Foto de Corwin Prescott, in "Brave"

Los tiempos cambian. Y no siempre para bien...

Hace años -20 ya-, cuando nos embarcamos en promover aquel "Naturales // Correio da Tauromaquia Ibérica", eran tiempos en los que existía un fascinio por el correio electrónico... Todo se transmitía por e-mail : fotos, carteles, notas de prensa, cambios de impresiones...

Entonces, a la Redacción que dirigíamos, del "Naturales", llegaban semanalmente docenas de correos electrónicos, mensajes, uno tras otro, de apoderados de cavaleiros y toreros, de empresarios, de taurinos de la más diversa condición... Uno examinaba aquello que se recibía, seleccionaba, trasladaba luego a la web lo que estimaba noticia, etc. etc. etc. No dejaba de ser parte del material de trabajo que habitualmente se manejaba.

Ahora, 20 años después, cuando nos embarcamos en promover esta "Tribuna da Tauromaquia Ibérica", nos encontramos con que aquel mundillo descrito en el párrafo anterior, de verdadero culto y fascínio por el correo electrónico, los e-mails, si no ha desaparecido, ha quedado reducido al solo cuando no hay más remedio, salvo muy honrosas excepciones -que ojalá duren mucho en el tiempo-.

Hoy, 20 años después, una mayoría de los cavaleiros, los toreros, los apoderados, los empresarios taurinos... han trasladado su fascínio de antaño por el correo electrónico a la actual adoración -por momentos incluso ridícula- hacia las redes sociales : facebook, instagram, twitter... Y ahí se han instalado y de ahí no les mueves. 

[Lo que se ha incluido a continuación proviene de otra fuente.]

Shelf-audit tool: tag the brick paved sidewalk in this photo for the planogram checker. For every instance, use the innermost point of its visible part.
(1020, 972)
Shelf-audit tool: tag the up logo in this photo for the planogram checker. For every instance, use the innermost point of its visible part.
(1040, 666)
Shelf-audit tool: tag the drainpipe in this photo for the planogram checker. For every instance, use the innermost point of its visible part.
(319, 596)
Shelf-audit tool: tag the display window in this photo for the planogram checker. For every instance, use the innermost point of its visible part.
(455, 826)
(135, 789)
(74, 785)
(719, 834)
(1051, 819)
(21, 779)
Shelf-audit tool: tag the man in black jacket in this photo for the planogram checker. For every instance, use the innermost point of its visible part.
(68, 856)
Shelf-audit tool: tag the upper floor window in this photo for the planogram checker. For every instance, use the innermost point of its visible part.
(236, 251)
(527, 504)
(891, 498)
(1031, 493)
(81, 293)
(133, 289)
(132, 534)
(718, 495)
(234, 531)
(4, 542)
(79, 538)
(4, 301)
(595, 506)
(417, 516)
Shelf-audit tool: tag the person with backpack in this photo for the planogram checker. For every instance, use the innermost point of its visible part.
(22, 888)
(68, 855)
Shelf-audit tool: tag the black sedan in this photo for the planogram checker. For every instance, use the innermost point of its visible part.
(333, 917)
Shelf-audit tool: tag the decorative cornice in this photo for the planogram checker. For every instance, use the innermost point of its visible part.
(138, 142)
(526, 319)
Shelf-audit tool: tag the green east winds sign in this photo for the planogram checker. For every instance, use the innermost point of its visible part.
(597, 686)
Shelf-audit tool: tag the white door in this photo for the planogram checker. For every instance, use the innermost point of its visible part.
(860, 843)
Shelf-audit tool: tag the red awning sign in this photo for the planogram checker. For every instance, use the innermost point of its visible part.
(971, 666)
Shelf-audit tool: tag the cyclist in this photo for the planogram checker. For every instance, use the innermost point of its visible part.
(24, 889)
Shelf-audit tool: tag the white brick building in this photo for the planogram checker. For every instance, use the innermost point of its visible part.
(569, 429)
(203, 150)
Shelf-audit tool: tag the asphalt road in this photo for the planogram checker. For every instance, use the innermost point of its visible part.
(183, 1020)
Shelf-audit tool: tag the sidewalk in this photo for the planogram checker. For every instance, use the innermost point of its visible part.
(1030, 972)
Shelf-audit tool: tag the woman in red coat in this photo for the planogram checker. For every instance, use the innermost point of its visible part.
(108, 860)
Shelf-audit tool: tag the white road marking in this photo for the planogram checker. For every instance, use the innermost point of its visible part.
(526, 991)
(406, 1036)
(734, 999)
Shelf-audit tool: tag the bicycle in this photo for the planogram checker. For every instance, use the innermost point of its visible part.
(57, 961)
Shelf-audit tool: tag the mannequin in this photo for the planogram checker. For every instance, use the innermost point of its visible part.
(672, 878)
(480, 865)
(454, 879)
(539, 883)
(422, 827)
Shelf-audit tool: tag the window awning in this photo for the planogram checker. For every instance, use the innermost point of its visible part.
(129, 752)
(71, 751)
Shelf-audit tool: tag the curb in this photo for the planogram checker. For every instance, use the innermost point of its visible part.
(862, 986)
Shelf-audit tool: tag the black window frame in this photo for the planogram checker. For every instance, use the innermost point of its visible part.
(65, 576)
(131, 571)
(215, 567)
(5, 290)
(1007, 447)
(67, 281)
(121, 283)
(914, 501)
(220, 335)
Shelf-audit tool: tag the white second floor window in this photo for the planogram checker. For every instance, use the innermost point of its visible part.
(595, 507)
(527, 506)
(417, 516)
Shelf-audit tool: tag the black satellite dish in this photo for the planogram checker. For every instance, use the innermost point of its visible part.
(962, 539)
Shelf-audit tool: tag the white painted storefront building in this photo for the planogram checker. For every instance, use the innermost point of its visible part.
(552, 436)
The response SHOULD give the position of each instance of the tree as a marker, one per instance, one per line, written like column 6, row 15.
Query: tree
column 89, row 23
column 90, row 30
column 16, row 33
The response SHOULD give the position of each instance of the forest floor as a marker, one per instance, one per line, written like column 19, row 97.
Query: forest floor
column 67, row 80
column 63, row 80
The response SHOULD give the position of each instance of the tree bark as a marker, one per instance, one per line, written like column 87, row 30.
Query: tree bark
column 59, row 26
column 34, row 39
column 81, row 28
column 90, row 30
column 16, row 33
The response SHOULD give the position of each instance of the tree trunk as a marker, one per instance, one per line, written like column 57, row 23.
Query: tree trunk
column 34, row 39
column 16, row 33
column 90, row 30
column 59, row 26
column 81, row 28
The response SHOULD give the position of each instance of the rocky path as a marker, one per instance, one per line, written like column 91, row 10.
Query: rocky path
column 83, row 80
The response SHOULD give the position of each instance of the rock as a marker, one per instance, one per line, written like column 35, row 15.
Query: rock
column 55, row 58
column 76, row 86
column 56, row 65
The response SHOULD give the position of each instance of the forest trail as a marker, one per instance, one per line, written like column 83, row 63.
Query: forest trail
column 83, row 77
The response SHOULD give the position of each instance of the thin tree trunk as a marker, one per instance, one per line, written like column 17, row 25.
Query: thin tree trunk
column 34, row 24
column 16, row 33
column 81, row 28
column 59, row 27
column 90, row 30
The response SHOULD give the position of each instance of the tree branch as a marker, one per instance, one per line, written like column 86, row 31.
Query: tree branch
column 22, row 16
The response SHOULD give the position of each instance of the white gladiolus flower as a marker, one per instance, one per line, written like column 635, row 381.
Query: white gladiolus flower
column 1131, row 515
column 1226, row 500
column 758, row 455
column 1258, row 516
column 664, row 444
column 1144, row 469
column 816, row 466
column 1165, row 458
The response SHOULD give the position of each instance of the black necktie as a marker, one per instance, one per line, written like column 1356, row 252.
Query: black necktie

¿Para qué voy a molestarme en enviar e-mails con contenidos míos a los medios de comunicación, a las webs especializadas en lo taurino...?, ¿para qué? : me abro una cuenta en el Facebook, me pongo allí las fotos que a mi me gustan, digo allí unas cuantas cosas -chorradas incluidas en algunos casos- y si quieren saber de mi, que vayan todos, incluídos los periodistas, a ver qué digo, qué se me ocurrió hoy, que se me antoja decir mañana... Y ya está, ya no tengo que enviar e-mail alguno a Fulano, Citrano, Mengano.

Hoy se funciona así -vuelvo a insistir : salvo en honrosas excepciones-; y así se creen algunos que ya está todo hecho, que ya todo se hará y dirá, de acuerdo a lo que "en la página oficial" se diga... Están en un craso error. Pero... tardarán años en caerse del burro. 

Una cosa es perfectamente compatible con la otra. Y es que las redes sociales son para lo que son. Y el correo electrónico -un formidable invento- es para lo que es. Y se puede y se debe estar en lo primero, en las redes sociales; sin tener que abandonar, o casi abandonar lo segundo. Porque aunque el Facebook, el Twitter, permitan mensajes privados entre quienes por allí andan, nunca debe desvalorizarse, nunca debe de dejar de utilizarse el correo electrónico para una adecuada comunicación entre personas, empresas, artistas, periodistas, comunicadores...

Reducir la conversación entre personas a las redes sociales -a veces ya ni siquiera a la mensajería que las redes permiten- es instalarnos en el absurdo, en el ridículo absurdo que a parte alguna conduce, salvo al culto a la ignorancia, a la soberbia, al desdén al fin y al cabo.

Quien quiera meditar sobre lo que decimos, que lo haga. Quien quiera seguir instalado en esta vorágine, ándese con cuidado, porque la modernidad que cree interpretar puede acabar convirtiéndole en una insignificancia. ¡Quien sabe si, a lo mejor, lo que realmente ya son algunos : una insignificancia!